US President Barack Obama risks creating "future Guantanamos" by continuing his predecessor's policy of indefinitely holding Al-Qaeda suspects, a prominent Democrat warned on Tuesday.
Senator Russ Feingold said he was "troubled" by Obama's policies, warning the practice of holding some suspected terrorists indefinitely risked being "effectively enshrined as acceptable in our system of justice."
Feingold warned the current administration risked mimicking the policies of the Bush administration, which "claimed the right" to detain anyone, anywhere, he said.
During a major security speech at the National Archives in May, Obama acknowledged for the first time that a legal framework could be established to hold the most dangerous US detainees indefinitely without trial.
Speaking during a Senate Judiciary subcommittee hearing on the consequences of "prolonged detention," Feingold said that could set "the stage for future Guantanamos, whether on our shores or elsewhere, with potentially disastrous consequences for our national security."
If Obama follows through on the proposal for establishing "a new legal regime for prolonged detention to deal with a few individuals at Guantanamo," Feingold said "he runs the very real risk of establishing policies and legal precedents."

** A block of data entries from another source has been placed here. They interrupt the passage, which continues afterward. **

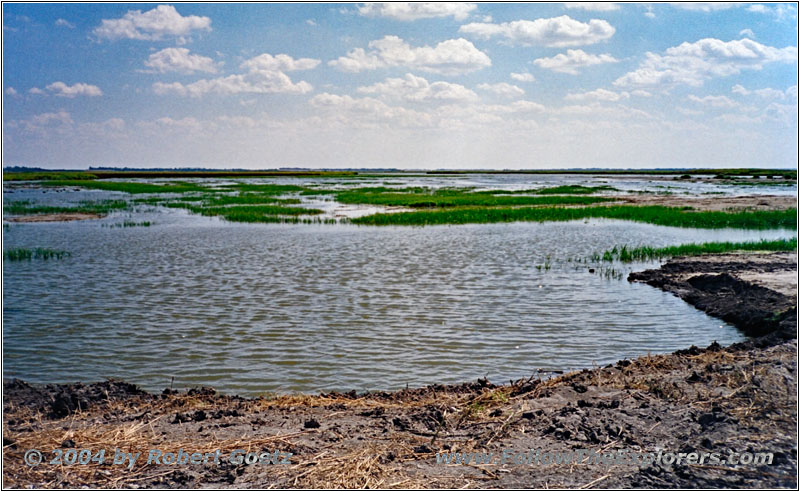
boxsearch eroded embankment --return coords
[3,252,797,489]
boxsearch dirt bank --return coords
[3,253,797,489]
[629,252,797,339]
[4,212,103,223]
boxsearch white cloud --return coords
[510,72,535,82]
[564,3,620,11]
[533,49,618,74]
[306,19,317,26]
[687,94,738,108]
[357,73,477,102]
[739,28,755,39]
[93,5,211,41]
[153,73,311,97]
[732,84,795,99]
[731,84,749,95]
[357,3,477,21]
[671,3,738,12]
[459,15,615,47]
[614,38,797,87]
[144,48,219,74]
[240,53,320,72]
[477,82,525,98]
[5,87,18,96]
[45,81,102,97]
[309,93,434,128]
[753,88,786,99]
[644,6,656,18]
[28,87,44,95]
[153,53,316,97]
[746,3,797,19]
[32,111,73,125]
[631,89,652,97]
[565,88,629,102]
[329,35,491,76]
[677,107,703,116]
[55,18,75,28]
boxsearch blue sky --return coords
[2,2,797,169]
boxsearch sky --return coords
[2,2,798,170]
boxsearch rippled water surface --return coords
[3,175,795,394]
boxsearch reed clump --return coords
[4,248,71,261]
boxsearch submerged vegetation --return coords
[104,221,152,228]
[598,238,797,262]
[4,248,71,261]
[351,205,797,229]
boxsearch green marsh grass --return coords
[333,189,614,208]
[41,180,209,194]
[203,194,302,206]
[4,200,130,215]
[4,248,71,261]
[351,205,797,229]
[220,183,305,194]
[3,171,97,181]
[599,238,797,262]
[168,203,324,223]
[530,185,618,195]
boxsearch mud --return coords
[629,252,797,339]
[3,252,797,489]
[5,212,104,222]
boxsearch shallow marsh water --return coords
[3,175,796,395]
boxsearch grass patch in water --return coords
[334,188,613,208]
[41,180,209,194]
[4,248,71,261]
[203,194,302,206]
[351,205,797,229]
[4,200,130,215]
[168,203,324,223]
[220,183,305,194]
[530,185,618,194]
[599,238,797,262]
[104,221,152,228]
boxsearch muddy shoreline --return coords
[3,252,797,488]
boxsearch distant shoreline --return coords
[3,167,798,181]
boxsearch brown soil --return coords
[5,213,103,223]
[615,194,796,212]
[3,253,797,489]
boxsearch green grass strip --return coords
[600,238,797,262]
[41,180,209,194]
[168,203,324,223]
[334,190,613,208]
[351,205,797,229]
[4,200,130,215]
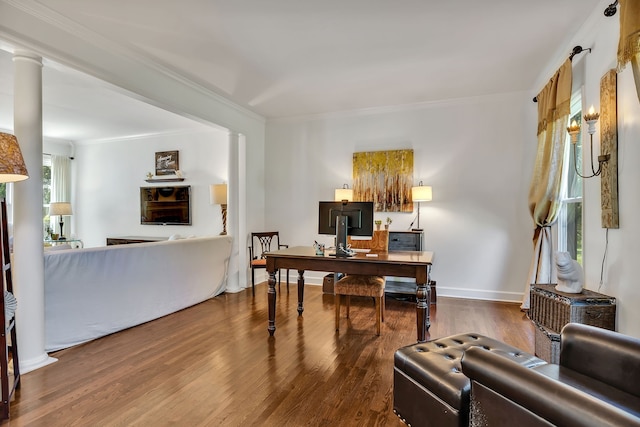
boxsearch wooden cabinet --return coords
[385,231,436,303]
[388,231,423,251]
[106,236,168,245]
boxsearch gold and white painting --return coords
[352,149,414,212]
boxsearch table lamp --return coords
[334,184,353,202]
[210,184,228,235]
[411,182,432,231]
[49,202,73,240]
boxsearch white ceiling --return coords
[0,0,602,141]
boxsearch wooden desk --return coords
[266,246,434,342]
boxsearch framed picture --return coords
[353,149,414,212]
[155,150,179,175]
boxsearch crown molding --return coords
[268,90,530,124]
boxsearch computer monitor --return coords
[318,201,374,256]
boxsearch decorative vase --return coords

Feingold said it would be worse if these policies were "effectively enshrined as acceptable in our system of justice, having been established not by a largely discredited administration, but by a successive administration with a greatly contrasting position on legal and constitutional issues."
Also at the hearing, former White House lawyer Richard Klingler warned prolonged detention was "already widespread" and set to continue "on a wide scale."
Klingler, a former lawyer in the Office of White House Counsel under former president George W. Bush, told senators the "debate on indefinite detention often wrongly focuses on Guantanamo Bay," arguing the practice is "considerably more widespread."
It is a practice Obama "will continue to pursue," in Afghanistan, Iraq, and at Guantanamo, and he noted they have already followed in the Bush administration's footsteps by defending it repeatedly in court, added Klingler.
The "wartime framework underlying [these tactics] have settled well within the mainstream of the American tradition," he said.
The president has pledged to close the controversial prison by early next year.
Signaling a major move toward reaching that goal, on Tuesday a Tanzanian Guantanamo detainee became the first to be transferred to a civilian court on US soil.
He pleaded not guilty to taking part in the 1998 bombings of two US embassies in East Africa.